Autor: Irmãos Grimm (Adaptado)
Numa pequena cabana perto de uma grande floresta, vivia uma família amorosa, mas muito pobre. O pai era um lenhador que trabalhava duro, e a mãe cuidava da casa e dos seus dois queridos filhos, João e Maria. A comida na mesa era pouca e, muitas noites, João e Maria ouviam seus pais suspirando preocupados, sem saber como conseguiriam o alimento para o dia seguinte.
Vendo a tristeza de seus pais, o coração valente de João se encheu de coragem. “Maria”, ele sussurrou para a irmã em uma manhã, “nós temos que ajudar. Vamos entrar na floresta e procurar frutas e castanhas. Se enchermos uma cesta, papai e mamãe ficarão muito felizes!”.
Maria concordou, e os dois resolveram fazer uma surpresa. Para não se perderem no caminho de volta, João teve a ideia de levar o pão do café da manhã e ir deixando um rastro de migalhas pela trilha.
Eles entraram na floresta, rindo e procurando por coisas gostosas. Mas os passarinhos, que também estavam com fome, viram as migalhas no chão e comeram cada uma delas. Quando a cesta de João e Maria estava cheia e eles decidiram voltar para casa, perceberam que o rastro havia desaparecido. Ao cair da noite, eles estavam completamente perdidos.

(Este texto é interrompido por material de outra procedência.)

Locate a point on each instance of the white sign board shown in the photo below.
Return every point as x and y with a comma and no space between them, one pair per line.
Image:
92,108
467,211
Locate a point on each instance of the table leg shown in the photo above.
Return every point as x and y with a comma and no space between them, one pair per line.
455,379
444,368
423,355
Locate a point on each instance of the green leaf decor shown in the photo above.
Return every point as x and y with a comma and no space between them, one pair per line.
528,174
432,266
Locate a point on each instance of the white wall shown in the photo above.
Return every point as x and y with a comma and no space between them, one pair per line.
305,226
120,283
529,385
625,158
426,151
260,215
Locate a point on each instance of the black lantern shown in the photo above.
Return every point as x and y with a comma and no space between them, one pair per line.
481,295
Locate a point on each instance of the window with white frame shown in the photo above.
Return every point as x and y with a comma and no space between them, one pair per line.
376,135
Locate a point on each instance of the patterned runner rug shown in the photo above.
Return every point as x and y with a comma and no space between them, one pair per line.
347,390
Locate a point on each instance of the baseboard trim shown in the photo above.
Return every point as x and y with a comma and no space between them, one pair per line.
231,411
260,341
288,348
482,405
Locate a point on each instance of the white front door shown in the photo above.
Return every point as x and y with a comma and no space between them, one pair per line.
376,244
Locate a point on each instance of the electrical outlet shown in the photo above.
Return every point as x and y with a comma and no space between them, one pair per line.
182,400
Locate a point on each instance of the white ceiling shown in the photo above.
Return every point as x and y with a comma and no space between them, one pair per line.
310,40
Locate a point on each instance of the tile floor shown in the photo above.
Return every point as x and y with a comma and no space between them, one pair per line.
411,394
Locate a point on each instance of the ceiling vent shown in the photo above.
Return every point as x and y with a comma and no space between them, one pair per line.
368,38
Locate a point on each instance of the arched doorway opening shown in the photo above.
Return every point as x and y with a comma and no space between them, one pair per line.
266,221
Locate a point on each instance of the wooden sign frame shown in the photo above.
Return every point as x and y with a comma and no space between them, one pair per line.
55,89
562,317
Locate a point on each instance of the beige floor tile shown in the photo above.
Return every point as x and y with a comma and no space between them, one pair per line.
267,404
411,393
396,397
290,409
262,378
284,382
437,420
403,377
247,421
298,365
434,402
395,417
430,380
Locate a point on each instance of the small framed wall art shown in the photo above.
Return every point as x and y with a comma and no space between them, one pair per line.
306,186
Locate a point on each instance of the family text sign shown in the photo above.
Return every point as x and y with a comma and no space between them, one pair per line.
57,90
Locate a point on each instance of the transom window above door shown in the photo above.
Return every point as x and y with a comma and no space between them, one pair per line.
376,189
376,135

Cansados e com um pouco de medo do escuro, eles andaram até avistarem, à distância, uma casinha diferente de todas as outras. Aproximaram-se e seus olhos brilharam: a casa era feita de doces! O telhado era de chocolate, as paredes de bolo e as janelas de jujuba. Famintos, eles começaram a comer pedacinhos da casa mágica.
De repente, a porta se abriu e uma velhinha simpática apareceu. “Ora, ora, o que temos aqui? Crianças, não fiquem aí fora, podem entrar. Tenho um jantar quentinho e camas macias para vocês”.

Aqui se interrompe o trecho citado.